Сняв в ложе шубу, осанистый господин еще раз пожал Мише руку и подвел его к высокой даме, снимавшей свои меха.
- Вот, друг мой, тот самый Миша Лермонтов, о котором мы с тобой столько слышали от сына.
- Я очень рада дружбе моего сына с вами, - рассматривая Мишу, сказала дама.
Со стареющего лица дамы приветливо смотрели на Мишу очень добрые глаза.
- Бабушка ваша урожденная Столыпина? - спросил у Миши осанистый господин и, получив утвердительный ответ, добавил: - Ну, кажется, мы с вами немножко сродни. Сабуровы и Столыпины когда-то имели какие-то родственные связи, если не ошибаюсь.
- Я очень рад, - пробормотал Миша.
- Вы очень любите театр? - спросила дама с добрыми глазами. И голос у нее был добрый.
- Очень!.. - ответил Миша. - Особенно этот театр! Но театр вообще такая замечательная вещь! В нем можно в один вечер показать всю жизнь, и весь мир, и все человеческие страдания и радости, не правда ли?
- Правда, - ответила госпожа Сабурова и, еще раз посмотрев на него, добавила: - Да, я очень рада, что именно вы подружились с моим сыном. А если рада я - значит рад и супруг мой. У нас в семье всегда согласие.
Она улыбнулась, отчего лицо ее стало еще добрее.
Миша крепко сжал дрогнувшие губы.
- Сейчас поднимется занавес, - проговорил он. - Начинают!
И с этой минуты все, кроме сцены, перестало для него существовать.
Но мать его друга все-таки успела задать ему еще один вопрос:
- Вы в первый раз сегодня смотрите Мочалова?
- Нет, как можно! Но я мог бы смотреть на него сотню раз, потому что он самый прекрасный актер не только у нас, но, я думаю, в целом мире!
С первой минуты появления на сцене Мочалова Миша вместе со всем зрительным залом следил за каждым движением и за каждым словом великого актера.
И если бы Мишу спросили: "Что такое вдохновение?", он ответил бы: "Это - Мочалов".

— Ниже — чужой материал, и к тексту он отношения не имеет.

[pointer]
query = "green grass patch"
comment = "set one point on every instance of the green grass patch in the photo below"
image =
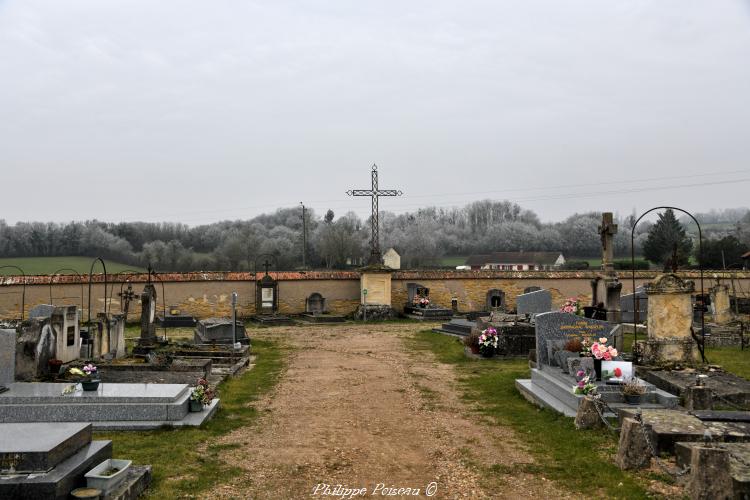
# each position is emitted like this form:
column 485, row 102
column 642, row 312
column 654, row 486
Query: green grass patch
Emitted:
column 579, row 460
column 732, row 359
column 49, row 265
column 188, row 461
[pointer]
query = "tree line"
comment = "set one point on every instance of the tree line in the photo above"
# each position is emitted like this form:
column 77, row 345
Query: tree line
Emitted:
column 422, row 238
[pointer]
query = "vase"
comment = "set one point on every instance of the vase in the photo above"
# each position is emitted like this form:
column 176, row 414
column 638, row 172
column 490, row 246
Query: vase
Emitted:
column 487, row 352
column 195, row 406
column 90, row 385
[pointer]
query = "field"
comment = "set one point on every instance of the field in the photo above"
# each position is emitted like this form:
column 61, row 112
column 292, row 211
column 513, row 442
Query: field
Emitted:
column 49, row 265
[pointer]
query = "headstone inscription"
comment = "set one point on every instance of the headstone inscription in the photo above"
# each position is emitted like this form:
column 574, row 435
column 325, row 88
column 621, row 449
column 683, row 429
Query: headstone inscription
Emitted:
column 536, row 302
column 495, row 300
column 553, row 329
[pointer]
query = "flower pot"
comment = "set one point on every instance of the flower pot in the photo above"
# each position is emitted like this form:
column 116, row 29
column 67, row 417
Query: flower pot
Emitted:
column 96, row 477
column 487, row 352
column 195, row 406
column 633, row 399
column 90, row 385
column 598, row 368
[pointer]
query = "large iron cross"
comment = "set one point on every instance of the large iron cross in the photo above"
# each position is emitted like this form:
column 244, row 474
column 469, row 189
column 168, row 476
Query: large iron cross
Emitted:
column 374, row 193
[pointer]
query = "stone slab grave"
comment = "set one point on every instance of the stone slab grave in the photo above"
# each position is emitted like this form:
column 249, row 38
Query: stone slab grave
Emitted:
column 431, row 312
column 668, row 427
column 219, row 331
column 174, row 318
column 550, row 387
column 111, row 407
column 458, row 327
column 47, row 461
column 739, row 463
column 727, row 389
column 536, row 302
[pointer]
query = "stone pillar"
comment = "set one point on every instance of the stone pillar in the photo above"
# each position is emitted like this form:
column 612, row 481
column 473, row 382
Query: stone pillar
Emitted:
column 670, row 322
column 721, row 309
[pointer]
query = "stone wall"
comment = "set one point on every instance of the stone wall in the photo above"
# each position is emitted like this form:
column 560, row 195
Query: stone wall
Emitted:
column 209, row 294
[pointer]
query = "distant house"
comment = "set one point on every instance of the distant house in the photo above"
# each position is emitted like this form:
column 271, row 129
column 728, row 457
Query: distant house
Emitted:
column 516, row 261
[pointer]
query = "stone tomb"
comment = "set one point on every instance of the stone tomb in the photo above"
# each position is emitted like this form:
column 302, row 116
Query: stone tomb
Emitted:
column 536, row 302
column 48, row 461
column 628, row 303
column 551, row 387
column 219, row 331
column 412, row 308
column 110, row 407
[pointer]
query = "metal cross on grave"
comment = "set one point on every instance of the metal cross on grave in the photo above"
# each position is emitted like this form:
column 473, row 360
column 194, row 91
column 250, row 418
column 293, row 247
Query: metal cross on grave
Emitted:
column 374, row 193
column 607, row 231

Когда опустился в последний раз занавес и затихли последние аплодисменты на галерке, Миша встал и увидел, что Сабуровы уже оделись. Его друг стоял между отцом и матерью, держа под руку и того и другого, и все трое, улыбаясь, смотрели на Мишу. Такая дружная, такая неразделимая семья!
- Вы, наверно, хотели бы стать актером? - спросила Мишу мать Сабурова.
- Нет, - ответил он, помолчав. - Раньше хотел, а теперь мне больше хочется сочинить пьесу для Мочалова.
- Почему же?
- Я думаю, что сочинитель переживает большое счастье, когда в произведении, созданном его воображением, играет такой великий артист! И потом артист живет только своей ролью, а сочинитель - всеми!
- Да, - сказал отец Мишиного друга, - вы ведь уже сами сочиняете что-то, кажется, стихи?
Миша, торопливо одеваясь, смущенно посмотрел на него.
- Иногда пишу, - ответил он. - Редко. Я больше их сжигаю. Но, право, это неважно.
Прощаясь с Мишей, мать Сабурова попросила мистера Виндсона, приехавшего за своим воспитанником, засвидетельствовать госпоже Арсеньевой почтение и просить ее отпустить к ним внука в следующий праздничный день.
Мистер Виндсон величаво раскланялся.
Дома их встретила глубокая тишина. Бабушка уже спала. В пустых, слабо освещенных комнатах разными голосами отстукивали время часы.
Когда Миша уже лежал в постели, вспоминая театр и Мочалова, мистер Виндсон сказал:
- Я уверен, что в ближайшее воскресенье, Мишель, ваша бабушка отпустит вас в это очаровательное семейство.
- Нет, - ответил он глухо, отвертываясь и закрывая глаза. - Я не пойду к ним.
- Не пойдете? - с величайшим изумлением повторил гувернер. - По какой причине?
- Так… - ответил Миша, продолжая лежать с закрытыми глазами. - Не спрашивайте. Я не скажу.
Мистер Виндсон пожал плечами и, погасив свечу, отправился к себе. За небольшими темными окнами падали и падали холодные снежинки, покрывая землю, а в безмолвных комнатах мерно отстукивали время часы.
ГЛАВА 12
В мезонине тихого дома на Малой Молчановке сидит у окна смугловато-бледный подросток с живыми горящими глазами на полудетском лице и в упорном раздумье кусает карандаш, перечитывая строчки:
Не привлекай меня красой!
Мой дух погас и состарелся.
Он останавливается, перебирает страницы тетради и, найдя то, что искал, читает вполголоса:
Все изменило мне, везде отравы,
Лишь лиры звук мне неизменен был!..
- Стучал, стучал - не отзываешься! Ты занят?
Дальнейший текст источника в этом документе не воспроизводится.